What we're missing is the equality operator most languages have: neither too strict, nor too sloppy. One that gives `(0 op 0m) === true`, but `(0 op "0") === false`.
This could be achieved, I suppose, by allowing overriding of `===`. But is it OK for `0 === 0m`? Probably not, right? Especially since `0m` is a value "object", and we try to let `===` applied to objects mean reference equality.
So we're kind of screwed. We could always [927 it], and invent a new operator with the most useful semantics. (The return of `is`? `====`? `=dwim=`?) Alongside `==`, `===`, SameValue, and SameValueZero, that'd make 5 notions of equality in ES. Seems bad. I come back to my "kind of screwed" thesis.

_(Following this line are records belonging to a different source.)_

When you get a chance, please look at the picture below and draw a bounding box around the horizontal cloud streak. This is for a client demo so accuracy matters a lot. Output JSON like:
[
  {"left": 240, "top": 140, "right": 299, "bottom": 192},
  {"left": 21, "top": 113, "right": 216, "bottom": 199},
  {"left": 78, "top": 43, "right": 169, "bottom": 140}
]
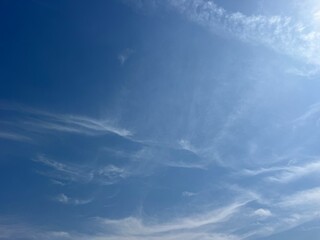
[
  {"left": 0, "top": 104, "right": 132, "bottom": 138},
  {"left": 168, "top": 0, "right": 320, "bottom": 65}
]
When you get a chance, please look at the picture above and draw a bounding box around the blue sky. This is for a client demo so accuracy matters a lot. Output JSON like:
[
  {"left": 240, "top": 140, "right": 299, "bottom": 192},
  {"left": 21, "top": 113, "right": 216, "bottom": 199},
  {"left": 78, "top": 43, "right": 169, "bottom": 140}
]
[{"left": 0, "top": 0, "right": 320, "bottom": 240}]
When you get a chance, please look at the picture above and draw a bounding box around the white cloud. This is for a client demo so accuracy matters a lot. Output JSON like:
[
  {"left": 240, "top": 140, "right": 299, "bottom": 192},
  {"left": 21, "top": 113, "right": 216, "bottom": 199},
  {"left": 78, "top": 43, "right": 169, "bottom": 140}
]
[
  {"left": 179, "top": 139, "right": 197, "bottom": 154},
  {"left": 0, "top": 132, "right": 32, "bottom": 142},
  {"left": 54, "top": 193, "right": 93, "bottom": 205},
  {"left": 34, "top": 155, "right": 131, "bottom": 185},
  {"left": 267, "top": 161, "right": 320, "bottom": 183},
  {"left": 168, "top": 0, "right": 320, "bottom": 65},
  {"left": 253, "top": 208, "right": 272, "bottom": 218},
  {"left": 182, "top": 191, "right": 197, "bottom": 197},
  {"left": 0, "top": 105, "right": 132, "bottom": 138},
  {"left": 280, "top": 187, "right": 320, "bottom": 207}
]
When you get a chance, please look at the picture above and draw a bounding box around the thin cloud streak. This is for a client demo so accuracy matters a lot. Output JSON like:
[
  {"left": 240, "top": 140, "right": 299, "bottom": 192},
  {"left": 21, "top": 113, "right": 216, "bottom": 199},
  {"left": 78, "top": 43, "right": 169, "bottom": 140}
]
[
  {"left": 167, "top": 0, "right": 320, "bottom": 65},
  {"left": 34, "top": 155, "right": 131, "bottom": 185},
  {"left": 0, "top": 104, "right": 133, "bottom": 138},
  {"left": 0, "top": 132, "right": 32, "bottom": 142}
]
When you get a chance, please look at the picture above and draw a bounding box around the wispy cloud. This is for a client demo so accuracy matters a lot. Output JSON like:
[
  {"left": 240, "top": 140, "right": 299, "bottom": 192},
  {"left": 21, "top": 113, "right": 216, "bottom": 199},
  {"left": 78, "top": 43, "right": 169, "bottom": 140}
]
[
  {"left": 0, "top": 104, "right": 132, "bottom": 137},
  {"left": 97, "top": 202, "right": 246, "bottom": 239},
  {"left": 292, "top": 103, "right": 320, "bottom": 126},
  {"left": 0, "top": 132, "right": 32, "bottom": 142},
  {"left": 252, "top": 208, "right": 272, "bottom": 218},
  {"left": 167, "top": 0, "right": 320, "bottom": 65},
  {"left": 280, "top": 187, "right": 320, "bottom": 208},
  {"left": 242, "top": 161, "right": 320, "bottom": 183},
  {"left": 34, "top": 155, "right": 134, "bottom": 185},
  {"left": 54, "top": 193, "right": 93, "bottom": 205}
]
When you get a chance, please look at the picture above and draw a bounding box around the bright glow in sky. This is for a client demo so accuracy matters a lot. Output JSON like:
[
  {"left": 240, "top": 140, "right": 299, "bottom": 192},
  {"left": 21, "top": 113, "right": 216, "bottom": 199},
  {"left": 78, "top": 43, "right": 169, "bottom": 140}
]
[{"left": 0, "top": 0, "right": 320, "bottom": 240}]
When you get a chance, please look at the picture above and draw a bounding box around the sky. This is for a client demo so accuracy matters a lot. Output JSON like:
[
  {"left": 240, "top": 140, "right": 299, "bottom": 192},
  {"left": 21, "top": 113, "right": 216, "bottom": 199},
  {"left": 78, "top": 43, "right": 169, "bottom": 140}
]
[{"left": 0, "top": 0, "right": 320, "bottom": 240}]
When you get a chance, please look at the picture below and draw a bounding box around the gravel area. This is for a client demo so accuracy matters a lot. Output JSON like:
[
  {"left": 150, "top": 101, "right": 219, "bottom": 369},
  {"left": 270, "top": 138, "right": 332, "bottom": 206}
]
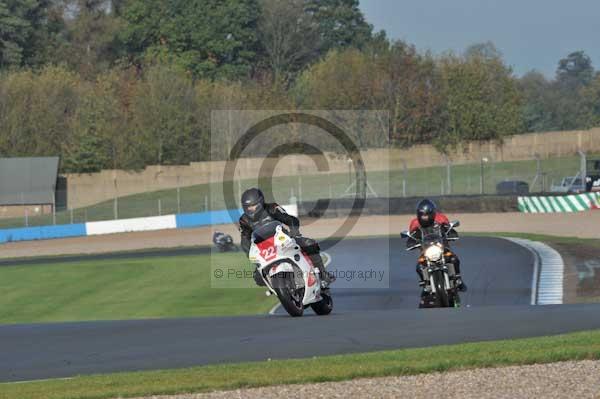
[
  {"left": 0, "top": 211, "right": 600, "bottom": 259},
  {"left": 130, "top": 361, "right": 600, "bottom": 399}
]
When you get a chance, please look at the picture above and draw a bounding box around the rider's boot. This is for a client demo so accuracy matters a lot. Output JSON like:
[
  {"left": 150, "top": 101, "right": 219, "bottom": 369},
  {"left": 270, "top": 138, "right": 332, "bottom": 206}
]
[
  {"left": 454, "top": 274, "right": 467, "bottom": 292},
  {"left": 310, "top": 253, "right": 335, "bottom": 288}
]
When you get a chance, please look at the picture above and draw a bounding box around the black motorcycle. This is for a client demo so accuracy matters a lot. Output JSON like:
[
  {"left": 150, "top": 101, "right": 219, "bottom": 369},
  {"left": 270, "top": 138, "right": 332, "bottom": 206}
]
[
  {"left": 213, "top": 231, "right": 239, "bottom": 252},
  {"left": 401, "top": 221, "right": 460, "bottom": 308}
]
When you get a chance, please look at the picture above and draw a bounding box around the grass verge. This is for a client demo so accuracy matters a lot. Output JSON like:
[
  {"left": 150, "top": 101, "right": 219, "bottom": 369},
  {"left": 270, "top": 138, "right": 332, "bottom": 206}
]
[
  {"left": 0, "top": 155, "right": 592, "bottom": 228},
  {"left": 0, "top": 253, "right": 275, "bottom": 324},
  {"left": 0, "top": 331, "right": 600, "bottom": 399}
]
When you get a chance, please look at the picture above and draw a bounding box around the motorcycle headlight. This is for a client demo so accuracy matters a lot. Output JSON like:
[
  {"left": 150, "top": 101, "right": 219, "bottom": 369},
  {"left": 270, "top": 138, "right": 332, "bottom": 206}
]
[{"left": 425, "top": 245, "right": 444, "bottom": 262}]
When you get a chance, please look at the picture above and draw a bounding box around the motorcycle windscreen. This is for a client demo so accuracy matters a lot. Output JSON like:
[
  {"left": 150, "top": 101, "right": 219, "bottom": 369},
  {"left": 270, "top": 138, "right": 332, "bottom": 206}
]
[{"left": 252, "top": 221, "right": 283, "bottom": 245}]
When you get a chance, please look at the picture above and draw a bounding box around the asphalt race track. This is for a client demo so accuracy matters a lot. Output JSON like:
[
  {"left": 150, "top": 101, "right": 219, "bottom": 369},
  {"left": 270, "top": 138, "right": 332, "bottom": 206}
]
[{"left": 0, "top": 237, "right": 600, "bottom": 381}]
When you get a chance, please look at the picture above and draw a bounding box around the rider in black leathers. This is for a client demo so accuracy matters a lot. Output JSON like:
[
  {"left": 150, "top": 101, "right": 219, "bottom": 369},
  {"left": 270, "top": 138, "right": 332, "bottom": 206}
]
[{"left": 239, "top": 188, "right": 334, "bottom": 288}]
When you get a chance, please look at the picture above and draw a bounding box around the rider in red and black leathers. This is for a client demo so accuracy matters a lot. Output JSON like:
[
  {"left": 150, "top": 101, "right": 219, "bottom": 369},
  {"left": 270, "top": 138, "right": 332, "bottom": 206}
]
[
  {"left": 409, "top": 199, "right": 467, "bottom": 291},
  {"left": 239, "top": 188, "right": 334, "bottom": 288}
]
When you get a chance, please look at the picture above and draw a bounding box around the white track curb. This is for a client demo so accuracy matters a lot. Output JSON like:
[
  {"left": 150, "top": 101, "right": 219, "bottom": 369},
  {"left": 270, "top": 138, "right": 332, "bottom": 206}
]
[{"left": 503, "top": 237, "right": 565, "bottom": 305}]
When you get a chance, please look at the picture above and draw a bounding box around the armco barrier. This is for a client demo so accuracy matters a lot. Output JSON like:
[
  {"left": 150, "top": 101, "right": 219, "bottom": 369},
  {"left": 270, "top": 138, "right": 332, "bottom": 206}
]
[
  {"left": 298, "top": 195, "right": 518, "bottom": 217},
  {"left": 518, "top": 193, "right": 600, "bottom": 213},
  {"left": 0, "top": 205, "right": 298, "bottom": 243},
  {"left": 175, "top": 209, "right": 242, "bottom": 229},
  {"left": 85, "top": 215, "right": 177, "bottom": 236},
  {"left": 0, "top": 223, "right": 86, "bottom": 243}
]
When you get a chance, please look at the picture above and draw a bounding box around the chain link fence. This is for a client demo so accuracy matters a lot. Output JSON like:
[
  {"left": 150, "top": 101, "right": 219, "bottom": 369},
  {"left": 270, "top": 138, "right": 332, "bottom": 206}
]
[{"left": 0, "top": 155, "right": 600, "bottom": 228}]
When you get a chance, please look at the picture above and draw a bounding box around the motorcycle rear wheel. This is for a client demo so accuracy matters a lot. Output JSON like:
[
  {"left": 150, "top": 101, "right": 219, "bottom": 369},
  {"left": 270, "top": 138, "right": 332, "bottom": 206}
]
[
  {"left": 274, "top": 273, "right": 304, "bottom": 317},
  {"left": 310, "top": 293, "right": 333, "bottom": 316}
]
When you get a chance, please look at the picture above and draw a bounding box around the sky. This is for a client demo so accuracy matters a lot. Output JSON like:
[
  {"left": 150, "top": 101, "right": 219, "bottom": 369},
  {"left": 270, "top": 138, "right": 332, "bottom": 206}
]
[{"left": 360, "top": 0, "right": 600, "bottom": 78}]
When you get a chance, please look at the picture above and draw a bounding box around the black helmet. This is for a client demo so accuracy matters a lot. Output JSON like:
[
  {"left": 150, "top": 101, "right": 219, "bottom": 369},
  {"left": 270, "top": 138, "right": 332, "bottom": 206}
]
[
  {"left": 417, "top": 199, "right": 436, "bottom": 227},
  {"left": 242, "top": 188, "right": 265, "bottom": 220}
]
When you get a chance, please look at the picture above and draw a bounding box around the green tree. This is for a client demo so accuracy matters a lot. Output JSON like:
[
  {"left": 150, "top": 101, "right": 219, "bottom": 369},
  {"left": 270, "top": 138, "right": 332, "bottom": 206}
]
[
  {"left": 258, "top": 0, "right": 321, "bottom": 82},
  {"left": 556, "top": 51, "right": 594, "bottom": 89},
  {"left": 464, "top": 40, "right": 502, "bottom": 60},
  {"left": 0, "top": 67, "right": 81, "bottom": 156},
  {"left": 306, "top": 0, "right": 373, "bottom": 54},
  {"left": 0, "top": 0, "right": 49, "bottom": 68},
  {"left": 554, "top": 51, "right": 594, "bottom": 130},
  {"left": 440, "top": 55, "right": 522, "bottom": 146},
  {"left": 519, "top": 71, "right": 558, "bottom": 132},
  {"left": 56, "top": 0, "right": 123, "bottom": 80},
  {"left": 581, "top": 73, "right": 600, "bottom": 128},
  {"left": 123, "top": 0, "right": 259, "bottom": 79},
  {"left": 131, "top": 65, "right": 201, "bottom": 165}
]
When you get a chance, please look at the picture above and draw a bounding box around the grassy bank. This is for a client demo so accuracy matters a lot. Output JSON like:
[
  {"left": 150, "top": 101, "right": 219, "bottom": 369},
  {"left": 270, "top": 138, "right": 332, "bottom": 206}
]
[
  {"left": 0, "top": 153, "right": 592, "bottom": 228},
  {"left": 0, "top": 253, "right": 275, "bottom": 324},
  {"left": 0, "top": 331, "right": 600, "bottom": 399}
]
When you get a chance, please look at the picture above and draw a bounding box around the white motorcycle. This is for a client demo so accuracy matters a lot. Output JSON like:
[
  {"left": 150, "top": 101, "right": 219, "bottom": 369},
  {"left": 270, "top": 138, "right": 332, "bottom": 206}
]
[{"left": 248, "top": 221, "right": 333, "bottom": 317}]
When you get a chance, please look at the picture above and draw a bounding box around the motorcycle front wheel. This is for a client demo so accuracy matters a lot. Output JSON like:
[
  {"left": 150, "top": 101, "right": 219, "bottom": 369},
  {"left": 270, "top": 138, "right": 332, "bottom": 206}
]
[
  {"left": 433, "top": 270, "right": 450, "bottom": 308},
  {"left": 273, "top": 273, "right": 304, "bottom": 317},
  {"left": 310, "top": 293, "right": 333, "bottom": 316}
]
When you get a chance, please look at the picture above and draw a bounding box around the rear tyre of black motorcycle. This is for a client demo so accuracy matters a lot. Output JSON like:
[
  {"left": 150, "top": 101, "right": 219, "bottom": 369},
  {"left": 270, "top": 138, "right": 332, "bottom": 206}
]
[
  {"left": 273, "top": 273, "right": 304, "bottom": 317},
  {"left": 310, "top": 293, "right": 333, "bottom": 316},
  {"left": 433, "top": 271, "right": 450, "bottom": 308}
]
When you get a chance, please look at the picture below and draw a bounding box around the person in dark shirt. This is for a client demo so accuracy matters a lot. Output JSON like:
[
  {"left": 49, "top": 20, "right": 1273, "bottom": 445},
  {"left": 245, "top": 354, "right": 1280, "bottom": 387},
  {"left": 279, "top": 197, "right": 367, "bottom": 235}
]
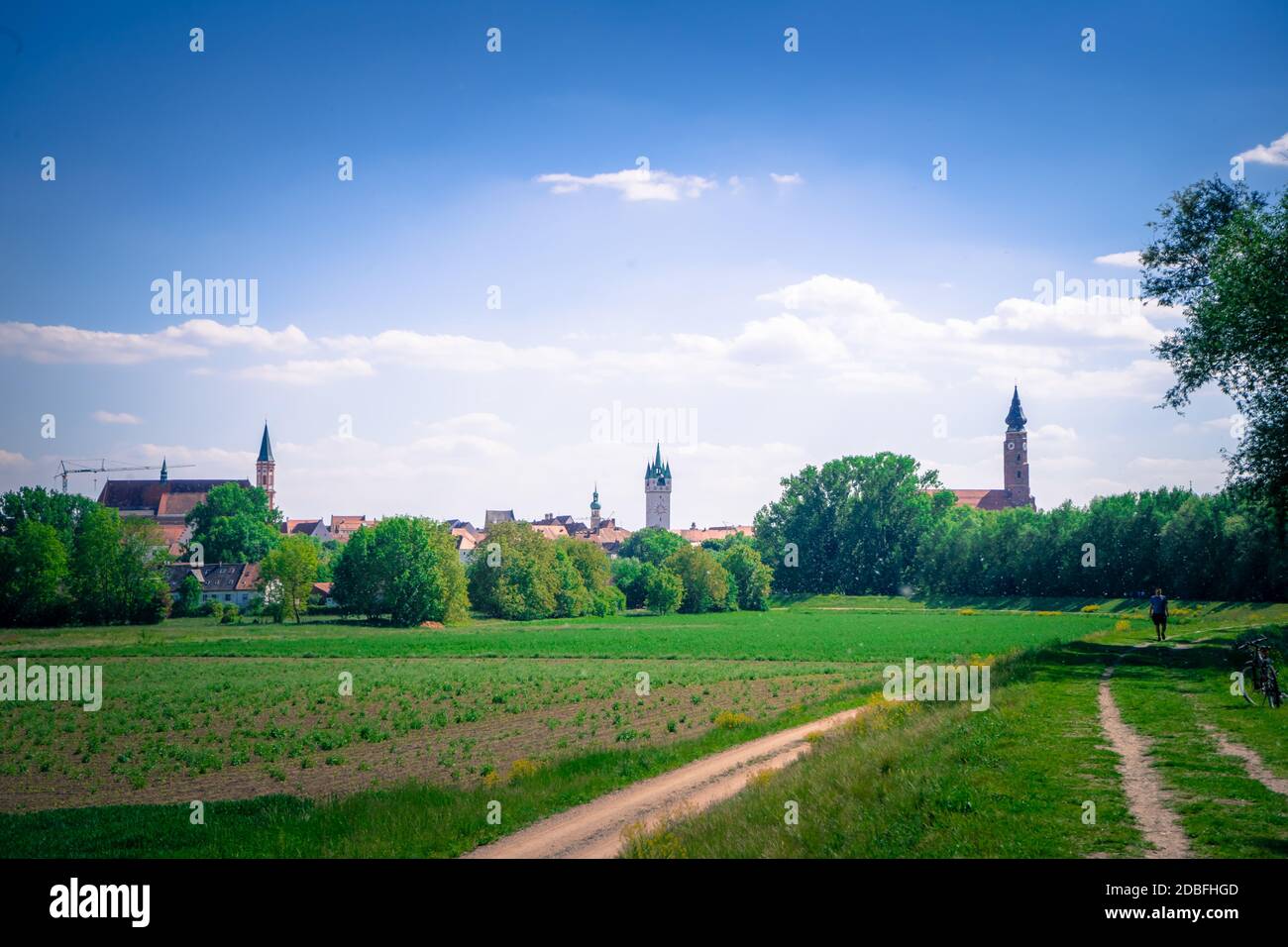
[{"left": 1149, "top": 588, "right": 1167, "bottom": 642}]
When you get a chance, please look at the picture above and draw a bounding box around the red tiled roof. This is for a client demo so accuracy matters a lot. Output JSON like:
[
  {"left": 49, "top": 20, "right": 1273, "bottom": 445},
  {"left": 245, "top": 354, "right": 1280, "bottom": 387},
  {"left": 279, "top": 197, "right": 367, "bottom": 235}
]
[
  {"left": 98, "top": 480, "right": 250, "bottom": 517},
  {"left": 678, "top": 526, "right": 756, "bottom": 543}
]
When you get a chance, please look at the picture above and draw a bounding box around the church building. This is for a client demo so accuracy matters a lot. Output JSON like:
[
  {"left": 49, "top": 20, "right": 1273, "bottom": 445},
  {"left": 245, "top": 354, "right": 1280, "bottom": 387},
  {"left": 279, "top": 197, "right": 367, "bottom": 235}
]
[
  {"left": 98, "top": 421, "right": 277, "bottom": 554},
  {"left": 644, "top": 443, "right": 671, "bottom": 530},
  {"left": 952, "top": 385, "right": 1037, "bottom": 510}
]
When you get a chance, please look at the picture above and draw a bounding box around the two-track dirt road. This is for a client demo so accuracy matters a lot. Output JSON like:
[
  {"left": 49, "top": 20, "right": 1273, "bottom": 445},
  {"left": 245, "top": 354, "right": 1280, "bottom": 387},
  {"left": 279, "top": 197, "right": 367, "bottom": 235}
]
[{"left": 464, "top": 708, "right": 862, "bottom": 858}]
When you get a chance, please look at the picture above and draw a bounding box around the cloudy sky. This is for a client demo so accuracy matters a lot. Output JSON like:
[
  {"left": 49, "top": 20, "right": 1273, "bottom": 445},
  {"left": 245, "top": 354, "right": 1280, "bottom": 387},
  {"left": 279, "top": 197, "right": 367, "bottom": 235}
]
[{"left": 0, "top": 3, "right": 1288, "bottom": 527}]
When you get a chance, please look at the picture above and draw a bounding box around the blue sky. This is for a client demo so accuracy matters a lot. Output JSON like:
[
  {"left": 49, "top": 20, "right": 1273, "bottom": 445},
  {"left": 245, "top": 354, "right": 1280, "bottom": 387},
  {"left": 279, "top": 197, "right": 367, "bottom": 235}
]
[{"left": 0, "top": 3, "right": 1288, "bottom": 527}]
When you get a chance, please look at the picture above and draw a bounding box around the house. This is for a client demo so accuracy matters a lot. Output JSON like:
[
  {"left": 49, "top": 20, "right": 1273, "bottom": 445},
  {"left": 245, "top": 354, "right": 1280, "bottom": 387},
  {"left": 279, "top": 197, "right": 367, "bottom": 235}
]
[
  {"left": 452, "top": 523, "right": 485, "bottom": 563},
  {"left": 677, "top": 523, "right": 756, "bottom": 546},
  {"left": 483, "top": 510, "right": 514, "bottom": 530},
  {"left": 164, "top": 562, "right": 262, "bottom": 608},
  {"left": 330, "top": 513, "right": 375, "bottom": 543},
  {"left": 282, "top": 519, "right": 331, "bottom": 543},
  {"left": 309, "top": 582, "right": 336, "bottom": 608},
  {"left": 528, "top": 523, "right": 568, "bottom": 540},
  {"left": 587, "top": 519, "right": 631, "bottom": 556}
]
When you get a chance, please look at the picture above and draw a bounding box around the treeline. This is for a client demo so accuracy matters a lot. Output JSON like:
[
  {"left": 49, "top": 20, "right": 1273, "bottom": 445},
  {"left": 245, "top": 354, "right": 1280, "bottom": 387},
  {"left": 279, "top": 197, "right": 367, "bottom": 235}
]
[
  {"left": 0, "top": 487, "right": 170, "bottom": 627},
  {"left": 756, "top": 454, "right": 1288, "bottom": 600},
  {"left": 335, "top": 517, "right": 471, "bottom": 626},
  {"left": 613, "top": 528, "right": 774, "bottom": 614}
]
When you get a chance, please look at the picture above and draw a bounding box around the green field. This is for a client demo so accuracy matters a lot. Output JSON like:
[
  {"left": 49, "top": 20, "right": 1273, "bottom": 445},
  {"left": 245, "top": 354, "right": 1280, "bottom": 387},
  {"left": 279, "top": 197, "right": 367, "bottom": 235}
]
[
  {"left": 627, "top": 605, "right": 1288, "bottom": 858},
  {"left": 0, "top": 596, "right": 1284, "bottom": 856}
]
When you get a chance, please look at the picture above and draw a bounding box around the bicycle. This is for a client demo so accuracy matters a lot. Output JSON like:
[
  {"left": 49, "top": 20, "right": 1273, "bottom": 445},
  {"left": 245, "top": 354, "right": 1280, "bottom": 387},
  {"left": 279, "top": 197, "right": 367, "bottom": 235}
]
[{"left": 1237, "top": 638, "right": 1284, "bottom": 707}]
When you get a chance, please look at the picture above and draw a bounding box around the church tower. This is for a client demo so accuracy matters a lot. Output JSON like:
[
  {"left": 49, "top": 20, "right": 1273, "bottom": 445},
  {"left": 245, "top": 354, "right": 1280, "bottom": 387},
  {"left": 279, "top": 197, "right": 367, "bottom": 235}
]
[
  {"left": 255, "top": 421, "right": 277, "bottom": 509},
  {"left": 1002, "top": 385, "right": 1034, "bottom": 506},
  {"left": 644, "top": 443, "right": 671, "bottom": 530}
]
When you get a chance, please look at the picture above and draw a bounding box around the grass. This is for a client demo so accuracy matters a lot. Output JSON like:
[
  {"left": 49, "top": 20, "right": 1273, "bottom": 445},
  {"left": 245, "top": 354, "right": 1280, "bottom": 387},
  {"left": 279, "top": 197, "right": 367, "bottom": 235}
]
[
  {"left": 626, "top": 609, "right": 1288, "bottom": 858},
  {"left": 0, "top": 690, "right": 864, "bottom": 858},
  {"left": 0, "top": 596, "right": 1284, "bottom": 857}
]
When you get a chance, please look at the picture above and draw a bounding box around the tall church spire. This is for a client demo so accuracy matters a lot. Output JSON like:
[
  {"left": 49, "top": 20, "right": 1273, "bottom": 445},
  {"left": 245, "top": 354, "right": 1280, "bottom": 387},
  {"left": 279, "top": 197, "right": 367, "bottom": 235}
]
[
  {"left": 255, "top": 421, "right": 277, "bottom": 509},
  {"left": 258, "top": 421, "right": 273, "bottom": 464},
  {"left": 1006, "top": 385, "right": 1029, "bottom": 430},
  {"left": 644, "top": 443, "right": 671, "bottom": 530}
]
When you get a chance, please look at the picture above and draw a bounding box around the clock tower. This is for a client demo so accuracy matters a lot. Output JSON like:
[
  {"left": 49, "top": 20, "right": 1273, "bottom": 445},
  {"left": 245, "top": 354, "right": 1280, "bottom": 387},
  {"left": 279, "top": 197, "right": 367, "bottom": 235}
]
[
  {"left": 1002, "top": 385, "right": 1033, "bottom": 506},
  {"left": 644, "top": 443, "right": 671, "bottom": 530}
]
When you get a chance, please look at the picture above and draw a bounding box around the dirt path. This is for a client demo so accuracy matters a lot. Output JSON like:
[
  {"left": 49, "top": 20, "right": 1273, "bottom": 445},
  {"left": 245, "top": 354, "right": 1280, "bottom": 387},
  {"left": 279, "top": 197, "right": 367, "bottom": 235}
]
[
  {"left": 1098, "top": 644, "right": 1193, "bottom": 858},
  {"left": 1202, "top": 723, "right": 1288, "bottom": 796},
  {"left": 464, "top": 710, "right": 860, "bottom": 858}
]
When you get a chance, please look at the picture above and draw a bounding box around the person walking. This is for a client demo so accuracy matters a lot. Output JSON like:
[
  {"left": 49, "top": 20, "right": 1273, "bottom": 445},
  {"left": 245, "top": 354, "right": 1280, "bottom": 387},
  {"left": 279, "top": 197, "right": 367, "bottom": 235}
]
[{"left": 1149, "top": 588, "right": 1167, "bottom": 642}]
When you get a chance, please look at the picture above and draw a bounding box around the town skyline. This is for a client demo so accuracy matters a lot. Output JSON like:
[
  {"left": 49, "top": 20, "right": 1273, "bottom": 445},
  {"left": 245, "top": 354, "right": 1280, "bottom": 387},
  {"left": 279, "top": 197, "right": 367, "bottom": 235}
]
[{"left": 0, "top": 4, "right": 1288, "bottom": 526}]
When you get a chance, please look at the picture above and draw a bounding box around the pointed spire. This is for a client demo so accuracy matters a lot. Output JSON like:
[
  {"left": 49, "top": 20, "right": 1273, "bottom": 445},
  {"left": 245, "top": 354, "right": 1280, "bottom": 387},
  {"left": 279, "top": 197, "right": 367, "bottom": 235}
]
[
  {"left": 259, "top": 421, "right": 273, "bottom": 464},
  {"left": 1006, "top": 385, "right": 1029, "bottom": 430}
]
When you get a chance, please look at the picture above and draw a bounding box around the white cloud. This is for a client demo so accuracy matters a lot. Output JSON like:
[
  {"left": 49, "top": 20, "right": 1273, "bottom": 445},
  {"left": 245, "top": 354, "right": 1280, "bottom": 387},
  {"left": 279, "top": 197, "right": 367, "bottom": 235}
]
[
  {"left": 0, "top": 320, "right": 308, "bottom": 365},
  {"left": 1235, "top": 133, "right": 1288, "bottom": 167},
  {"left": 237, "top": 359, "right": 376, "bottom": 385},
  {"left": 975, "top": 296, "right": 1164, "bottom": 346},
  {"left": 1095, "top": 250, "right": 1140, "bottom": 269},
  {"left": 1029, "top": 424, "right": 1078, "bottom": 443},
  {"left": 321, "top": 329, "right": 581, "bottom": 372},
  {"left": 537, "top": 167, "right": 716, "bottom": 201},
  {"left": 90, "top": 411, "right": 143, "bottom": 424},
  {"left": 978, "top": 359, "right": 1172, "bottom": 403}
]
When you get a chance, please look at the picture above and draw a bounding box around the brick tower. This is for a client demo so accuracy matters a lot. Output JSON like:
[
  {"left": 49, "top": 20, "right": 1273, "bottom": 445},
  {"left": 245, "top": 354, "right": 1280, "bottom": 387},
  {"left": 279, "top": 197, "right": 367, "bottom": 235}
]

From: Brendan Eich <brendan at mozilla.com>
Sent: Tuesday, January 14, 2014 14:55
To: Kevin Smith
Cc: Domenic Denicola; es-discuss
Subject: Re: Operator overloading for non-value objects
Kevin Smith wrote:
> Your point about it being too late to salvage == (vs. ===) is
> good, but perhaps with value objects plus further work to disable
> implicit conversions, == will make a come-back -- but that's far
> down the road.
> Work to disable implicit conversions? Can you clarify?
It's a gleam in my eye, at least. Some day we may enable users to choose
to get exception, not toString, on myUrl == "haha". Details TBD, and not
via valueOf/toString hacking (which doesn't quite work).
> I'm actually quite wary (so far) of allowing the user to override an
> operator whose abstract meaning is already so abstruse.
You've seen the rationale, here it is again:
== is overloadable along with < and <= to cope with unordered values and
to enable common safe comparisons, e.g. 0m == 0.
!= and ! cannot be overloaded, to preserve De Morgan's Laws and other
There is no "abstruseness" in x == y when typeof-types match. Even when
they don't, for numeric types, the relationals and == are loose. We
won't change that. Adding value objects should afford new numeric types
the same expressiveness that number has, or usability impairments will
If it's ok to test !0 or even 0 == "0" (yes, I know == is not transitive
in full), then 0m == 0 or 0n == 0 should be supported too.